= United States Trampoline and Tumbling Association =

The United States Trampoline & Tumbling Association (U.S.T.A.) offers competitions in tumbling, trampoline and double-mini trampoline. It was founded in 1970. Starting with 200 members and one division, the U.S.T.A. now has 6000 members, nine divisions for tumbling, and six divisions for the double-mini trampoline and the trampoline. The U.S.T.A. offers scholarships to athletes, and has been an allied member of the Amateur Athletic Union since 1997.

By 1970, the sport of trampoline experienced tremendous growth in both numbers of participants and new private clubs opening up across the United States. Although the Amateur Athletic Union (AAU) remained the governing body for the sport; sponsoring annual national competitions and sanctioning athletes for international competitions, the AAU had limited involvement with youth programming.

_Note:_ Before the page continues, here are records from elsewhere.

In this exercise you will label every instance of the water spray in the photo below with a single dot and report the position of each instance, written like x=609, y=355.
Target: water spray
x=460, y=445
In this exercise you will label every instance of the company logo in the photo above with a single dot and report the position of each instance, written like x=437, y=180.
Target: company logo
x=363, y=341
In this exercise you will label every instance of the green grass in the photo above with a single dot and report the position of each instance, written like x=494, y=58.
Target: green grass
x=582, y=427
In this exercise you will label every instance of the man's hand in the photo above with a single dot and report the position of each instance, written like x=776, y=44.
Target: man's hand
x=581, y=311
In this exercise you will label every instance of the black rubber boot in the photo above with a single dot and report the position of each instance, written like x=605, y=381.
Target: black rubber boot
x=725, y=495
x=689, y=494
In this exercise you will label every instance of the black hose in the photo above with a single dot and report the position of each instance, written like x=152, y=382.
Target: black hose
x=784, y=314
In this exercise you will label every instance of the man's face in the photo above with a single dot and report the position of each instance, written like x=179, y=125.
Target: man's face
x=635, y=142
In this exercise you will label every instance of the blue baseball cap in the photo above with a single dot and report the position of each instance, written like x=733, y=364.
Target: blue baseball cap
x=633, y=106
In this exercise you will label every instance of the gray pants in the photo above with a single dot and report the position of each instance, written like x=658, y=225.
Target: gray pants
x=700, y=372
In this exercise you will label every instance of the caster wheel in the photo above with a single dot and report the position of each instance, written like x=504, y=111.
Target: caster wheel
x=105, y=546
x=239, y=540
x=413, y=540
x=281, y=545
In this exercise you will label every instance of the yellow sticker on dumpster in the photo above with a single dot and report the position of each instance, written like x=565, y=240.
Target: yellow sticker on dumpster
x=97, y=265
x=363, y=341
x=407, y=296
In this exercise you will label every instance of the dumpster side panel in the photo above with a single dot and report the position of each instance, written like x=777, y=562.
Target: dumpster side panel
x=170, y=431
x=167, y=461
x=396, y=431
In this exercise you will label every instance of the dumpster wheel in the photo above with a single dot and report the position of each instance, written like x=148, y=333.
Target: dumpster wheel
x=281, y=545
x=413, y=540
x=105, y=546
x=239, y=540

In addition, a decision had been made by the United States Gymnastic Federation to exclude trampoline from their sanctioned gymnastics competitions.

In October 1970, George Nissen and Larry Griswold assembled a select group of thirty-three U.S. trampoline and tumbling coaches and asked them to collaborate on the formation of a new organization to support and promote the sport of trampoline and tumbling. The U.S.T.A., would work hand-in-hand with the AAU, which remained the governing body for the sport of trampoline.